La belleza de la antigua Constantinopla, el meze (las tapas) y el raki compensan por la falta de calidad del pescado. Pude comprobarlo la vez en que en la orilla europea del Bósforo contemplé desde un cenador el orto lunar y los sucesivos cambios de color que experimenta el astro durante su ascensión por la bóveda nocturna. El espectáculo se conoce por la noche de las tres monedas debido a las tonalidades cobre, oro y plata que paulatinamente adquiere la luna por culpa de los últimos reflejos solares. Absorto, no le di demasiada importancia al hecho de que el pescado insípido y escasamente fresco me arruinase la cena después de un amplio y riquísimo surtido de meze (tapas) y unos vasos de raki.

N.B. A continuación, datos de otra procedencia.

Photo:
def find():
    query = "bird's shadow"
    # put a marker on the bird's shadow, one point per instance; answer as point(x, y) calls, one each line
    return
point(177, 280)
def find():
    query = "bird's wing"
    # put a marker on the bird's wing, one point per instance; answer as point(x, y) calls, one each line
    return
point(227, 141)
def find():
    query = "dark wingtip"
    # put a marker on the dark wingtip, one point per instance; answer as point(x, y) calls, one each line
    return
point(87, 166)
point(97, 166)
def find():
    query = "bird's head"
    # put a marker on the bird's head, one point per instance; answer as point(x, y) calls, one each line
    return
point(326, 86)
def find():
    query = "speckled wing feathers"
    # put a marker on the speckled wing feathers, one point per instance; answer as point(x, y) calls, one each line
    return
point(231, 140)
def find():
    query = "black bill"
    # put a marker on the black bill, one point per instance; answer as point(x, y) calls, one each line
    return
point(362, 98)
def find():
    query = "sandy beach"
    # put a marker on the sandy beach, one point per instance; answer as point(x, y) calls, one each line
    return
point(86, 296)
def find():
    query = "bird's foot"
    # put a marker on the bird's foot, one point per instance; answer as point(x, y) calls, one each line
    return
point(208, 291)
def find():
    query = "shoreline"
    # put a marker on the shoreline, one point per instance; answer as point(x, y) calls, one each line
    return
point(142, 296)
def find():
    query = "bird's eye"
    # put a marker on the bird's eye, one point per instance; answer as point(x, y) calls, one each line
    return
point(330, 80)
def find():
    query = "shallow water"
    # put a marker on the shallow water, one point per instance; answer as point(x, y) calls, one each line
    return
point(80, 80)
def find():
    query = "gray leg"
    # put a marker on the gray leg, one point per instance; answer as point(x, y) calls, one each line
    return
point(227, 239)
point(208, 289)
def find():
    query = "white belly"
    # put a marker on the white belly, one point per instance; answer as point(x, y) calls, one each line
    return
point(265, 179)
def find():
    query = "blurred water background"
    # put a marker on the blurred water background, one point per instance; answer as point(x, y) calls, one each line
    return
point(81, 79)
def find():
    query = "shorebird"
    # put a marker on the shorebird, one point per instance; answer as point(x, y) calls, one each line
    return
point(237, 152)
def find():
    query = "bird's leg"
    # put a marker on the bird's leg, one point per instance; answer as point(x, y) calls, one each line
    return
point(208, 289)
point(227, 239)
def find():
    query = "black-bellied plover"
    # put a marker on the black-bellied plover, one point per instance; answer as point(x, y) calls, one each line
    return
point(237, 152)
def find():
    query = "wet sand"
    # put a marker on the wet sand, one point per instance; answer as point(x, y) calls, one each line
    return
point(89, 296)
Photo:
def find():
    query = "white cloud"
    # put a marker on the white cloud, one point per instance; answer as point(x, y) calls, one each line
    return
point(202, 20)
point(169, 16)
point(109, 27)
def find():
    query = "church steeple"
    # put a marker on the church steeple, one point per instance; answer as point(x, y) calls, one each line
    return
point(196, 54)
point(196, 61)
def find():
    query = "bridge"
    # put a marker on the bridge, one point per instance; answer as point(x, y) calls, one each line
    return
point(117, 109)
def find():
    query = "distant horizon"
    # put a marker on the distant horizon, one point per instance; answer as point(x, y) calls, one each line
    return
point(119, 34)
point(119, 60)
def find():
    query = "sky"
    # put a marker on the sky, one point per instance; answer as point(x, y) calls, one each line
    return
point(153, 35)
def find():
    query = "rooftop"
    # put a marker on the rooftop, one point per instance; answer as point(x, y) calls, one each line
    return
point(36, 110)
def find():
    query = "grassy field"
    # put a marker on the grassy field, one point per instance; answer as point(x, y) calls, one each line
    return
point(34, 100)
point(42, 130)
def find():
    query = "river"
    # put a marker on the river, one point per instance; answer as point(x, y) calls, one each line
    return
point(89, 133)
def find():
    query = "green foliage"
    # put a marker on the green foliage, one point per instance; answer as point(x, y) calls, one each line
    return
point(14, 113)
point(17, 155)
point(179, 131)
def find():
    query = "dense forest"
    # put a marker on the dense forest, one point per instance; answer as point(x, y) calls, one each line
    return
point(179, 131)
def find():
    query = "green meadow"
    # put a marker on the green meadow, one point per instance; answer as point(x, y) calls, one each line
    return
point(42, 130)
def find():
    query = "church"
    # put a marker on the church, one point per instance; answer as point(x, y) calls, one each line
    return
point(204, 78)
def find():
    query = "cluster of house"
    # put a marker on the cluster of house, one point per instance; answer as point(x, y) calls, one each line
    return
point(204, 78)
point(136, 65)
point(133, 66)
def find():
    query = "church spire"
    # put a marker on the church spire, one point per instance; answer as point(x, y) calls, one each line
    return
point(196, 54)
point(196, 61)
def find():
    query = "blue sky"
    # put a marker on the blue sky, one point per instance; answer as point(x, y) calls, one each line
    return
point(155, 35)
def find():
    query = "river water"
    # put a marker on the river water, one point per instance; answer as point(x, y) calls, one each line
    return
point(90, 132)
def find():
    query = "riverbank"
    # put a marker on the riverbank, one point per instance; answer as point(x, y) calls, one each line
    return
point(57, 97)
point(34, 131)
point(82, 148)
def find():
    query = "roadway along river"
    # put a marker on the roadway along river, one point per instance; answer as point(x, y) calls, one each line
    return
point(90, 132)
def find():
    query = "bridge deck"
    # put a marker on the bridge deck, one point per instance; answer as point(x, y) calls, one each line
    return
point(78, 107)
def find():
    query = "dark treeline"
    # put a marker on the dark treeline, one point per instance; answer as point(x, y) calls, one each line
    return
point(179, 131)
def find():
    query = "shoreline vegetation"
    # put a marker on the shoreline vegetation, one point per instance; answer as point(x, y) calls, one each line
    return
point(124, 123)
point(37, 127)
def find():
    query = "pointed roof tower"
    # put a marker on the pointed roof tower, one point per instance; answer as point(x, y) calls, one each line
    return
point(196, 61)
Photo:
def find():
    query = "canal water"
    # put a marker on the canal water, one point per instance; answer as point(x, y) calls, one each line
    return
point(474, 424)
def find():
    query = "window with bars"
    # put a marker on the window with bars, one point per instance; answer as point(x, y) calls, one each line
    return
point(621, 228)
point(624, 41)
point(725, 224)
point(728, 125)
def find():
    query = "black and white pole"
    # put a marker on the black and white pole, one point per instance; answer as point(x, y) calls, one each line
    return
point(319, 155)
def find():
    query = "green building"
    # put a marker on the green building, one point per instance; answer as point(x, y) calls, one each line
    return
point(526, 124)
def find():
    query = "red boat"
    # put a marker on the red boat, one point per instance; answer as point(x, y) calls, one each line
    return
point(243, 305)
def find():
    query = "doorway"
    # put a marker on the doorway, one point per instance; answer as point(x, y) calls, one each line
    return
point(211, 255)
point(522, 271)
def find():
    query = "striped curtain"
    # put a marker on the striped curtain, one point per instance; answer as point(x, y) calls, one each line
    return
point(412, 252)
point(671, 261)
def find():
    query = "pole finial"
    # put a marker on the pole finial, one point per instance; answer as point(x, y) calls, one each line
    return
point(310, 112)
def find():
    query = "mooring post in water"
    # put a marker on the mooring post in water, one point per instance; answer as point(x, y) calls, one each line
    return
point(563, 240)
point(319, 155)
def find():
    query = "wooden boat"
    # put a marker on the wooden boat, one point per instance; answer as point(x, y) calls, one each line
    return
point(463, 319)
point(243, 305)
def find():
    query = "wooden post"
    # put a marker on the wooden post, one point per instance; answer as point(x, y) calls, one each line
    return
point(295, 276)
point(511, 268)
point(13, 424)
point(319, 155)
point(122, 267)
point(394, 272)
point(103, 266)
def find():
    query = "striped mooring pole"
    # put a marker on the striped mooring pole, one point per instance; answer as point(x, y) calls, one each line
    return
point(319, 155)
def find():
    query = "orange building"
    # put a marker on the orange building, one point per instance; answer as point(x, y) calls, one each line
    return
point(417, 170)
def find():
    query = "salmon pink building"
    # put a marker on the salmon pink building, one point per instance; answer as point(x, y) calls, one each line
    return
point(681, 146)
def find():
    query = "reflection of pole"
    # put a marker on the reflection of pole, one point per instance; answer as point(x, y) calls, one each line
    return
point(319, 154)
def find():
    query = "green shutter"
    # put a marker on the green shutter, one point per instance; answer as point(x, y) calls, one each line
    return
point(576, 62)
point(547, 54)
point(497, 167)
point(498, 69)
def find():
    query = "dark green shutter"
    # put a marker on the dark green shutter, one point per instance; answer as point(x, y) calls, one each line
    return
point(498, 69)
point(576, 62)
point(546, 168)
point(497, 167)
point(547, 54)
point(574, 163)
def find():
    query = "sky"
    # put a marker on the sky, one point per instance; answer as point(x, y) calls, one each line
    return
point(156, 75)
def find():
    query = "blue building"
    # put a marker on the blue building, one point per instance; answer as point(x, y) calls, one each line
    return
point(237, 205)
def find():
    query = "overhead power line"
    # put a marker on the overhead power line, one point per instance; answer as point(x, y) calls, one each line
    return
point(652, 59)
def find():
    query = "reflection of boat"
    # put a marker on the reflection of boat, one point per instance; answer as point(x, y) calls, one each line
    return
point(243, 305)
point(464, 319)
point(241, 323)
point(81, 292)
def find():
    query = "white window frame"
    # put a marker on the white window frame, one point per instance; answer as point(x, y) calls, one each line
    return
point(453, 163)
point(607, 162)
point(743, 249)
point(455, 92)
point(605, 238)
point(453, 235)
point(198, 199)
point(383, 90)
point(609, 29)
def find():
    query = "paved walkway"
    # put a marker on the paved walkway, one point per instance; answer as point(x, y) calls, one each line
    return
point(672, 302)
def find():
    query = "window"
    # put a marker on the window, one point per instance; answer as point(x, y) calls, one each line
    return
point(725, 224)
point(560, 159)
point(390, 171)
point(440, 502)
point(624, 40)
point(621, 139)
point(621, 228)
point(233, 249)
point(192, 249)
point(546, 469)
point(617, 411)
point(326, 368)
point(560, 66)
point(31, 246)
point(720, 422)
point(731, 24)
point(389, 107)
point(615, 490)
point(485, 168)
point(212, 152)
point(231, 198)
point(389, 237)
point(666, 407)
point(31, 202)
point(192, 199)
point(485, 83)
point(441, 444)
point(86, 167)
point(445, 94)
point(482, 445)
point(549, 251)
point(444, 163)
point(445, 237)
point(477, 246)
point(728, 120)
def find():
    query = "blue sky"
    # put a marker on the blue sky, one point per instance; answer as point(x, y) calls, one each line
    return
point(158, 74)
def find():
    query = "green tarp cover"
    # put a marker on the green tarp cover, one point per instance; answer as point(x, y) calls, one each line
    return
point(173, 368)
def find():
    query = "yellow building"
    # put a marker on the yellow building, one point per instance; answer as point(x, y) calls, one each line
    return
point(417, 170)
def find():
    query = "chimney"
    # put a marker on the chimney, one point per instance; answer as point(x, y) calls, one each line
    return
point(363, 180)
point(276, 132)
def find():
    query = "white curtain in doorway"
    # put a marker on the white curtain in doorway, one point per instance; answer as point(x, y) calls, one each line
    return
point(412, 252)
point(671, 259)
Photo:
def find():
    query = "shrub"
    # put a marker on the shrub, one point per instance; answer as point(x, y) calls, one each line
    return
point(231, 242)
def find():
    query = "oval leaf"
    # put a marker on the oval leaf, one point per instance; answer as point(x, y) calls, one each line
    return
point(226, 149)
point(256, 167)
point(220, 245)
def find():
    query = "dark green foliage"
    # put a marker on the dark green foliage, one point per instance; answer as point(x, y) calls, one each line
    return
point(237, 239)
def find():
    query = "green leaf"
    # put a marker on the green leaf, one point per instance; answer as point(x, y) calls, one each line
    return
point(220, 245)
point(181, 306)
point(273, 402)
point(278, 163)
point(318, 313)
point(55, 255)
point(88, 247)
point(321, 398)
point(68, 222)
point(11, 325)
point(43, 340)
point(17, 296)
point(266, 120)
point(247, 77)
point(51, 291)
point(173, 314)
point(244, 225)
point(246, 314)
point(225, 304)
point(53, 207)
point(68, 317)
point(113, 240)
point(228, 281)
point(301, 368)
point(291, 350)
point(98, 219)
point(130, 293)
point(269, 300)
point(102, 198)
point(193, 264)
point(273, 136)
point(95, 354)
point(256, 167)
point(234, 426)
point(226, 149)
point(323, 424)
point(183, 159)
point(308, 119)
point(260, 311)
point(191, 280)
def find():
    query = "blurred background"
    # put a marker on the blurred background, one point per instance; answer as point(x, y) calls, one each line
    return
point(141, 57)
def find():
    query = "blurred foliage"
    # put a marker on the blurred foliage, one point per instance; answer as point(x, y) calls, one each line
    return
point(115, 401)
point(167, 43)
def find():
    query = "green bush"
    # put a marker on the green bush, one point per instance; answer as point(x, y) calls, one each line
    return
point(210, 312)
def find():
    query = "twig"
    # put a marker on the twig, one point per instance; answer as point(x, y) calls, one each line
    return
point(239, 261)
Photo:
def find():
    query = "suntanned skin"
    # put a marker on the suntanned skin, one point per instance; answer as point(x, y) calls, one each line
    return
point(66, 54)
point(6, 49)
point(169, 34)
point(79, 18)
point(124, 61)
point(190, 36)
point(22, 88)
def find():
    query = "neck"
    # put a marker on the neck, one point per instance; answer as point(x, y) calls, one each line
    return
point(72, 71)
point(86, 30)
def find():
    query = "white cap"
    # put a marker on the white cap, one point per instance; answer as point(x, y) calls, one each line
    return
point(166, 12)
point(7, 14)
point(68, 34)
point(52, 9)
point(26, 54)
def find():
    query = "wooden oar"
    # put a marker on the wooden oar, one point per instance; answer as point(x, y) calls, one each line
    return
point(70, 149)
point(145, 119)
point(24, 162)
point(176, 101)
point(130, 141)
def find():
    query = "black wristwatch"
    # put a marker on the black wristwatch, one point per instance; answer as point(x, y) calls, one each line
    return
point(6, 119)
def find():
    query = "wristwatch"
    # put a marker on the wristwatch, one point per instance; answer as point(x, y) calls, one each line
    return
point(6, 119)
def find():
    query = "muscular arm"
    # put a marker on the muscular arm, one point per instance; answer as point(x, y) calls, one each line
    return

A partir de ese momento me aficioné a las tapas turcas y al licor nacional que, según leo ahora, está siendo reemplazado por la cerveza en las preferencias otomanas. Hasta hace un par de años, los más de treinta bares y tabernas de la popular calle de Nevizade vendían 2.400 botellas de raki al día; ahora apenas llegan a las 1.600. La cerveza casi ha doblado sus ventas y, cada fin de semana, se consumen más de 500 litros por bar. La explicación está en la crisis: una botella de raki cuesta alrededor de 25 euros, mientras que la pinta de medio litro de cerveza se vende a dos euros.

El raki, especialidad de las meyhane (tabernas), es una fuerte bebida de anís que se bebe con agua y, al mezclarse, adquiere un color blanquecino, por lo que recibe la denominación de leche de león. Al servirlo, no cabe alterar el orden de los factores. Se vierten dos o tres dedos de raki, luego el agua y, finalmente, hielo a gusto. De cambiar ese orden podríamos encontrarnos con la desagradable sorpresa de comprobar cómo el anís queda flotando sobre el agua. El raki no se bebe solo, lo suyo es tomarlo con las variadas tapas y el queso blanco turco. En Turquía se dice que el raki elige la comida, mientras que el vino se pide en función de lo que se come.

La cocina turca, olvidémonos del pescado, destaca por las berenjenas guisadas en aceite de oliva (imanbayildi), las dolmas (hojas de parra rellenas de arroz), los pastelitos (börek) rellenos de carne, los diferentes pilafs (arroces) y el gran surtido de tapas. Un meze como es debido se sirve con mejillones rebozados, ensalada de calabacín, habitas, croquetas de patata, pepino con yogur, ensalada de sesos, los citados börek, las imprescindibles berenjenas y las igualmente insustituibles dolmas. En el Çiçek Pasaji, de Estambul, repleto de bares y puestos de mercado con venta de comida, se suele encontrar la tapa por excelencia: los mejillones fritos (midye tava) que se sirven en brocheta o acompañados de pasta de piñones o nueces.

Hay algo más en lo que los turcos son consumados maestros: el asado de la carne, costumbre del largo peregrinaje militar en época de Kemal Ataturk. Los pinchitos (kebab) y las albóndigas de todo tipo (köfte) suelen ser platos seguros. Incluso los populares doner kebab callejeros son, cuando menos, comestibles, y en algunos casos excelentes. El Beyti, en Floria, al lado del aeropuerto, es un restaurante de carnes de obligada visita, pero hay también otros lugares esparcidos por Beyoglu, en la Istiklal Cadesi y las calles de alrededor también muy recomendables.

Cuenta Orhan Pamuk sobre la vieja Constantinopla cómo algunos vecinos conservaban la afición de contemplar las viejas mansiones de madera ardiendo. Y cita al novelista Ahmet Hamdi Tampinar, que compara ese placer con el de Nerón: «Las obras maestras se deshacen una tras otra como cristales de sal que caen en el agua, se convierten en montones de cenizas y polvo». Entre los rescoldos de una de esas casas, tuve la oportunidad de ver a unos prójimos asando espetones de cordero. Puro kemalismo.